A positive CAGR means the ending value is higher; a negative CAGR means it is lower. CAGR is useful for comparing differently sized values across periods, but comparisons should use consistent assumptions.

CAGR versus total return

CAGR and total return compared
MeasureWhat it showsTime treatment
CAGRA smooth annualised rateAdjusts for the length of the period
Total returnThe complete endpoint percentage changeDoes not annualise the change

Worked CAGR example

A beginning value of ₹1,00,000 and ending value of ₹1,61,051 over five years produce an approximately 10% CAGR, ₹61,051 absolute gain, 61.051% total return, and 1.61051× growth multiple.

Declines and a zero ending value

An ending value below the beginning value produces a negative CAGR. A zero ending value is treated as a complete loss, so both CAGR and total return are -100%.

When CAGR is useful

  • Summarise multi-year endpoint growth in one annualised figure.
  • Compare like-for-like growth rates across periods of different lengths.
  • Check the annual rate implied by a known beginning and ending value.

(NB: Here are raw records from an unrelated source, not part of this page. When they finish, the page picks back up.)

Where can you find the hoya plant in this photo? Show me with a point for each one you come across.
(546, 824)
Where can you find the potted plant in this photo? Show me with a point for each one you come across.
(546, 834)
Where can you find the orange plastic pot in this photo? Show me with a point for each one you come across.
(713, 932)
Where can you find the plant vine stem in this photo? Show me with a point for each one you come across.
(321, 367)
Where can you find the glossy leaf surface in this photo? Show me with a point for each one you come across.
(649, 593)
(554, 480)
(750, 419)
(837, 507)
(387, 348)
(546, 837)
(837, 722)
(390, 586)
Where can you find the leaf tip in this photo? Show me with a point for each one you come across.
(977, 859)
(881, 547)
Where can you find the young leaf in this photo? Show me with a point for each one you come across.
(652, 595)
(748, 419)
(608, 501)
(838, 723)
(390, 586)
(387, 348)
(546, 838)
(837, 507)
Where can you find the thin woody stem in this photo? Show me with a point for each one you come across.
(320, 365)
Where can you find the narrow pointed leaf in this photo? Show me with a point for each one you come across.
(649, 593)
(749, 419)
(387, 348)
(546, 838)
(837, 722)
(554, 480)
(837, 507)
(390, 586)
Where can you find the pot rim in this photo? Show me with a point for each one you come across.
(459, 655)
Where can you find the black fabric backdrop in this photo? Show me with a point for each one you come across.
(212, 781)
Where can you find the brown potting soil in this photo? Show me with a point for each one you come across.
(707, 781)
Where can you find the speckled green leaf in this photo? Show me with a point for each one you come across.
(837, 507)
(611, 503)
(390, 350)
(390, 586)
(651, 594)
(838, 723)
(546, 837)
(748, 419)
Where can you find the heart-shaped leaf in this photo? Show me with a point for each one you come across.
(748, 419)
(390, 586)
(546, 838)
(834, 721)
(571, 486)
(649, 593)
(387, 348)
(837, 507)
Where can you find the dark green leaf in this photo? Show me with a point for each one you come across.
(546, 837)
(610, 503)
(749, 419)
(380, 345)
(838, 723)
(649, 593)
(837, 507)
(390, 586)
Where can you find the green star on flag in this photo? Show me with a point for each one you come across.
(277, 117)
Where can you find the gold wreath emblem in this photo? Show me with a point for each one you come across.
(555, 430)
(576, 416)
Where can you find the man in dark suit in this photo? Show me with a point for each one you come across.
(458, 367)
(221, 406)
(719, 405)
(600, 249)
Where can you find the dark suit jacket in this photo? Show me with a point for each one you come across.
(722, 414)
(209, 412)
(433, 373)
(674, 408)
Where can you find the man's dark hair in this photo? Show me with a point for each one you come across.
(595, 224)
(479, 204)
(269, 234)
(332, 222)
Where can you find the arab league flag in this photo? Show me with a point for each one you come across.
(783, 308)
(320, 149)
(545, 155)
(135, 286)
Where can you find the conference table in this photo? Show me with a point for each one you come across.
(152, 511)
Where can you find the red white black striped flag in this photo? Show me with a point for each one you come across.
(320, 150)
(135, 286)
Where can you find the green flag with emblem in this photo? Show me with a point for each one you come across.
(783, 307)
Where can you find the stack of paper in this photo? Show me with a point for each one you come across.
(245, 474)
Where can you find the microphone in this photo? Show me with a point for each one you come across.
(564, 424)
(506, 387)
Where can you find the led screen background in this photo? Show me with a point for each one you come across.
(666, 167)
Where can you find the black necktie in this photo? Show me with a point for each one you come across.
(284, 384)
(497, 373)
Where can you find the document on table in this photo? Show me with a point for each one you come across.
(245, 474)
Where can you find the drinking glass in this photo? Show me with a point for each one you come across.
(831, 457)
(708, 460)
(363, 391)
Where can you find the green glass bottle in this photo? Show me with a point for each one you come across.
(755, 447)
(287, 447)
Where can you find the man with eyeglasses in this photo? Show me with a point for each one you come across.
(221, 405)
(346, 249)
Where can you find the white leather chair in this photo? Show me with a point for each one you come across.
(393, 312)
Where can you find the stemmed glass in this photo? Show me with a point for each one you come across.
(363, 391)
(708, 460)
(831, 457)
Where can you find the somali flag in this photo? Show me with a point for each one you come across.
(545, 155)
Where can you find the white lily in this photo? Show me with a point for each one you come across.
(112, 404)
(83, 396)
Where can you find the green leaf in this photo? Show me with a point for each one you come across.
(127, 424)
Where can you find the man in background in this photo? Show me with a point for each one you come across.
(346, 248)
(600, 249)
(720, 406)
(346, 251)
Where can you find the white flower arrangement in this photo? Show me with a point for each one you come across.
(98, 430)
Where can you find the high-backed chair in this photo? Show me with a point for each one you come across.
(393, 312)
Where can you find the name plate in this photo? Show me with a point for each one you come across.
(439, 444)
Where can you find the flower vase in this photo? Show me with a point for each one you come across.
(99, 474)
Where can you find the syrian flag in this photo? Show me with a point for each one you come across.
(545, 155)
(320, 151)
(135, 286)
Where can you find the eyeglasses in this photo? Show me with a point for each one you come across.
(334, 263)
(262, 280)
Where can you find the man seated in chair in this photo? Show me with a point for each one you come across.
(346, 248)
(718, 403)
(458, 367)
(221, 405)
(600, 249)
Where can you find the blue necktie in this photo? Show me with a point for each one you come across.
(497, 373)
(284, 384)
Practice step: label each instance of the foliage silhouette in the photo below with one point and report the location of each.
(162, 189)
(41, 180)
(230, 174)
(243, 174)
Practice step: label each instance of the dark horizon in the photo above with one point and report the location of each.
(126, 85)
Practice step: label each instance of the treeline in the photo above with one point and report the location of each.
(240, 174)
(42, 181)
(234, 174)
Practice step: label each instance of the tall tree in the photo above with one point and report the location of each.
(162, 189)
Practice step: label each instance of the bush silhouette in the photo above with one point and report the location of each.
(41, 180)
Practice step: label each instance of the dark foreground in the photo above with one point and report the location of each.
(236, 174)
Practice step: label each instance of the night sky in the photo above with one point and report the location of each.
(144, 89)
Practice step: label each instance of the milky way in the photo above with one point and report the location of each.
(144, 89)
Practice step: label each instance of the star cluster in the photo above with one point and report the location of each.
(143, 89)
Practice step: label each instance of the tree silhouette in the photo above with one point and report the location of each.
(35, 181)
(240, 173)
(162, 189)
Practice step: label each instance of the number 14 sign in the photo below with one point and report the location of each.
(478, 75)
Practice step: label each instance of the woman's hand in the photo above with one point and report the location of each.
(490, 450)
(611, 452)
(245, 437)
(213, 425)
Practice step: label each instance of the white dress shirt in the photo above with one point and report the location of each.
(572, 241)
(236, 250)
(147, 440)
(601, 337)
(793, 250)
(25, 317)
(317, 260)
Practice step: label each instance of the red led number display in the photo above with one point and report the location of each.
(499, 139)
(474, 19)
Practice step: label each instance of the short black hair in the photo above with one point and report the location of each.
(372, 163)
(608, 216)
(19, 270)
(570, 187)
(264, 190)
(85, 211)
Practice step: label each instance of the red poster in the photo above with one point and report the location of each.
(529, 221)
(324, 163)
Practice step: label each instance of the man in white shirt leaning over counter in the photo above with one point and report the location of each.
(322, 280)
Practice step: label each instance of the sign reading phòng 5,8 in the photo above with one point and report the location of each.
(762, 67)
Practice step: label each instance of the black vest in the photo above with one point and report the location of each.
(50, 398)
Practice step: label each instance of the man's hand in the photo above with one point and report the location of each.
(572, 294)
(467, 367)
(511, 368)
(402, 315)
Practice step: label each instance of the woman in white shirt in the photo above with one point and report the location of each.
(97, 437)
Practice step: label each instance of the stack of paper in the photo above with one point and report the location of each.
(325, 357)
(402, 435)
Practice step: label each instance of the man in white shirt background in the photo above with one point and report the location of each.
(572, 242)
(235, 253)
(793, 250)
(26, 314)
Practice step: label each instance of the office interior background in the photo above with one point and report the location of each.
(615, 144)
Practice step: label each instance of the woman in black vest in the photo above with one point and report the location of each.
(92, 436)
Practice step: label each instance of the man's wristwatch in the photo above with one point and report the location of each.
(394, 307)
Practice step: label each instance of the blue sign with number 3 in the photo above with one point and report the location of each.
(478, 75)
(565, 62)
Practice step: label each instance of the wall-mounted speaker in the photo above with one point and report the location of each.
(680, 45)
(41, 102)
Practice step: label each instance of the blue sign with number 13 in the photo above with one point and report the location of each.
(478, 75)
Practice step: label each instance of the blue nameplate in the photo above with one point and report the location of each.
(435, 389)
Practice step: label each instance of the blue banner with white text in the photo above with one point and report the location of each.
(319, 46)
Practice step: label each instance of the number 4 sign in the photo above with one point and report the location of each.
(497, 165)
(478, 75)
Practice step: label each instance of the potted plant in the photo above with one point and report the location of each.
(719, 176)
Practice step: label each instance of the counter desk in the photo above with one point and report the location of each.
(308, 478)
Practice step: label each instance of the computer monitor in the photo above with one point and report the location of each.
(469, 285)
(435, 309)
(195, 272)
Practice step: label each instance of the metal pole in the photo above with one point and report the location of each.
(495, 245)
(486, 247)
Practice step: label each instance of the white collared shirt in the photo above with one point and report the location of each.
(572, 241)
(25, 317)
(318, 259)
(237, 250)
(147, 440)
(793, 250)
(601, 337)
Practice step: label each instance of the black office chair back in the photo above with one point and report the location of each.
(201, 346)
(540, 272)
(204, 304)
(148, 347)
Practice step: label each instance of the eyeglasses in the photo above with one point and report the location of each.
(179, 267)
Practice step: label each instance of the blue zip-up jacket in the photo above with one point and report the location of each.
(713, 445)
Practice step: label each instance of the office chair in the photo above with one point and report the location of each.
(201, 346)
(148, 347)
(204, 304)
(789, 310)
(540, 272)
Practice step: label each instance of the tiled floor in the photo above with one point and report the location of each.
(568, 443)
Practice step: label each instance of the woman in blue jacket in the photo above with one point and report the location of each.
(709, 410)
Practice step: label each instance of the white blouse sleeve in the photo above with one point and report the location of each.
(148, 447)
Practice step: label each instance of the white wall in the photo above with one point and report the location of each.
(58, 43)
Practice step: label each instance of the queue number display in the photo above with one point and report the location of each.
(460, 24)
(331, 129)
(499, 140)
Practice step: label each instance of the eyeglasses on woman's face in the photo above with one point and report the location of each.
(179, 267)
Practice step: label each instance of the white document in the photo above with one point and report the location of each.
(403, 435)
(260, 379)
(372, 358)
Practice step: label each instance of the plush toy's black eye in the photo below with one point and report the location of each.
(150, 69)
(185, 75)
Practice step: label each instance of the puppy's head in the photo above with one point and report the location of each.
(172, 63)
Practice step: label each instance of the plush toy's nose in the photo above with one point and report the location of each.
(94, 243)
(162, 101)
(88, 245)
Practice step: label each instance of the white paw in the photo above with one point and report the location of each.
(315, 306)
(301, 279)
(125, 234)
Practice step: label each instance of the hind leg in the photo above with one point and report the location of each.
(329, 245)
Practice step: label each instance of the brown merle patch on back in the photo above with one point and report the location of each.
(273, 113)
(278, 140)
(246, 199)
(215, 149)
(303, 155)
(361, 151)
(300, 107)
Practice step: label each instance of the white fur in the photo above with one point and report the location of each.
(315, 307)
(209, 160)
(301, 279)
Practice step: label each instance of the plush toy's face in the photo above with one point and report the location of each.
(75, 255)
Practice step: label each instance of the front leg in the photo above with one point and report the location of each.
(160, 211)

Limitations and assumptions

Common CAGR mistakes

  • Using zero or a negative beginning value.
  • Confusing total return with an annualised return.
  • Treating CAGR as the return earned in every individual year.
  • Ignoring contributions, withdrawals, fees, taxes, or inflation embedded in the endpoint values.
  • Annualising a very short period without explaining how sensitive the result is.

Practical comparison tips

  • Use the same valuation basis and currency for both endpoints.
  • Compare like-for-like periods and measures.
  • Review total return alongside CAGR.
  • Use other evidence to assess risk and volatility.

Frequently asked questions

What does CAGR mean?

CAGR means compound annual growth rate. It expresses the constant annual rate that would connect a beginning value to an ending value over the selected period.

Is CAGR the same as total return?

No. Total return measures the full percentage change from beginning to end. CAGR annualises that change, so the two figures answer different questions.

Can CAGR be negative?

Yes. When the ending value is below the beginning value, CAGR is negative. An ending value of zero represents a complete loss and produces a CAGR of -100%.

Can I use a period shorter than one year?

Yes. Enter a fractional period from 0.01 year, using no more than two decimal places. Annualising a very short period can produce an extreme figure, so interpret it carefully.

Does CAGR show year-by-year volatility?

No. CAGR smooths the entire period into one annualised rate. It does not show the sequence of gains, losses, cash flows, or volatility between the endpoints.

Does a higher historical CAGR guarantee a better investment?

No. CAGR does not show risk, volatility, liquidity, costs, or future performance. It should not be used alone to judge whether an investment is suitable.

Can I use CAGR when money was added or withdrawn?

A simple endpoint CAGR does not adjust for intermediate cash flows. For investments with contributions or withdrawals, a cash-flow-aware return measure may be more appropriate.

Does the calculator include inflation, fees, or taxes?

No. Enter endpoint values that reflect whichever effects you want included. The calculator itself does not separately adjust for inflation, fees, taxes, or distributions.